I love Kimbrel. Who doesn’t? But there wasn’t going to be much to save for the Braves this year, or next. And he’s guaranteed $33 million over the next three years.
Melvin Junior was due roughly $46 million.
The Braves take on a couple of bad, but not crippling contracts, in Carlos Quentin ($8 mil this year, $3 mil buyout for ’16) and Cameron Maybin ($15 mil guaranteed over the next two years, $1 mil buyout in ’17). Maybin was once a top talent, and Quentin had some nice years in Chicago but neither has done much in recent years. Maybe the Braves get lucky with one or both. But it doesn’t really matter — the Braves have saved $50 million.
AND … they picked up San Diego’s top prospect, RHP Matt Wisler, who will be a Brave before season’s end, if not right way.
Ohio native Matt Wisler looks every bit a future rotation anchor. In 20 AA starts last season, Wisler struck out almost exactly one batter per inning while walking barely more than one per game. That’s exactly the sort of performance that the control-obsessed Padres love to see, and it’s enough to put him in the mix for MLB consideration in mid-to-late 2014.
Wisler works a couple of different low-90’s fastballs with accuracy to both sides of the plate, but it’s his slow curve that turns heads and misses bats most often. How he’ll perform against better opponents is an open question, but if he continues his careful, clever approach while trusting his stuff, he should succeed.

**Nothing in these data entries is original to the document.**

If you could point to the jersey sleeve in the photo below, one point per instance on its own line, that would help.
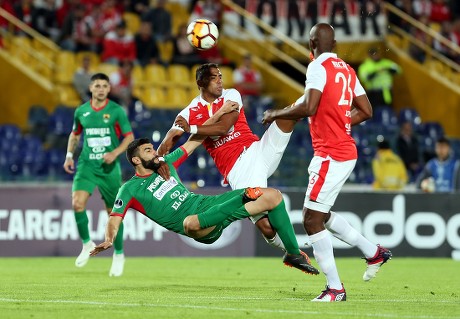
(316, 77)
(123, 121)
(175, 156)
(123, 202)
(235, 96)
(76, 126)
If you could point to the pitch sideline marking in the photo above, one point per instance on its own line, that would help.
(100, 303)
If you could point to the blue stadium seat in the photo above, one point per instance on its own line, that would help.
(385, 116)
(411, 115)
(432, 129)
(11, 132)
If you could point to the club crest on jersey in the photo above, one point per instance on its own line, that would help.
(118, 203)
(339, 64)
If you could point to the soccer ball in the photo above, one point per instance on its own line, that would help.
(202, 34)
(428, 185)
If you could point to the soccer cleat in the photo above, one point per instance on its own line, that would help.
(83, 258)
(331, 295)
(301, 262)
(373, 264)
(251, 194)
(118, 264)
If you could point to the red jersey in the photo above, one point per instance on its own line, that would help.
(330, 127)
(224, 149)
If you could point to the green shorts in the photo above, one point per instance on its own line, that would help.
(108, 184)
(209, 202)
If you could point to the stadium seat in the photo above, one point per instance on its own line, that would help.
(95, 59)
(385, 116)
(137, 75)
(177, 97)
(433, 130)
(155, 75)
(21, 47)
(66, 67)
(10, 132)
(154, 97)
(179, 74)
(133, 22)
(68, 95)
(411, 115)
(107, 68)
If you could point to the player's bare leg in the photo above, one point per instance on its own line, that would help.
(79, 200)
(287, 126)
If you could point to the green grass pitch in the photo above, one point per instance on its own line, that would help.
(161, 287)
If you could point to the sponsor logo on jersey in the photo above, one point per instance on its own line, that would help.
(164, 188)
(339, 64)
(226, 139)
(101, 131)
(118, 203)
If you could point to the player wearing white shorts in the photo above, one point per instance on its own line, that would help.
(331, 89)
(241, 158)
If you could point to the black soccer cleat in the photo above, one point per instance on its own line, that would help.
(251, 194)
(300, 262)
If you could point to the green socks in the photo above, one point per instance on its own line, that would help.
(280, 221)
(82, 225)
(118, 243)
(233, 209)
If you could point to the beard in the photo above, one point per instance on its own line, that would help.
(150, 164)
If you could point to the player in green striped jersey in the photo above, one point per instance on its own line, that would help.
(102, 123)
(170, 204)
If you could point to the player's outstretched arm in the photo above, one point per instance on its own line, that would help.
(111, 231)
(171, 138)
(362, 109)
(112, 156)
(69, 164)
(219, 124)
(303, 107)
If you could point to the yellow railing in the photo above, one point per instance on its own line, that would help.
(269, 46)
(39, 51)
(429, 51)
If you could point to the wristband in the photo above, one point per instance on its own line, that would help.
(193, 129)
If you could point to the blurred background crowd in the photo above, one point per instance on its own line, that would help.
(142, 46)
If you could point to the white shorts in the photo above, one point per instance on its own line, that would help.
(258, 162)
(326, 179)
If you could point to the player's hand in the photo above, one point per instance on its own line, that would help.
(229, 106)
(164, 171)
(109, 157)
(182, 123)
(101, 247)
(69, 165)
(268, 117)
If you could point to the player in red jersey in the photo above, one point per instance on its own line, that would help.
(330, 91)
(243, 159)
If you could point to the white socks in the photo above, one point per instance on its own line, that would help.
(275, 242)
(341, 229)
(324, 255)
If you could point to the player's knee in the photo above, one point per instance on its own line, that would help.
(191, 224)
(273, 197)
(78, 204)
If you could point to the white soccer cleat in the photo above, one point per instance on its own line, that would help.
(83, 258)
(373, 264)
(118, 264)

Hart also acquired an actual bat, Jordan Paroubeck, a switch-hitting OF selected by the Pads in the 2nd round of the 2013 draft. He put up solid numbers in rookie ball last year but is probably three years away from making it to the bigs.
The Braves also receive the 41st overall pick in this June’s draft.
I didn’t like the Markakis signing and wonder if he got enough for J-Up but, in one offseason, Hart has unloaded B.J., transformed the farm system from the bottom five to the top five and saved a boatload of money. My faith is renewed.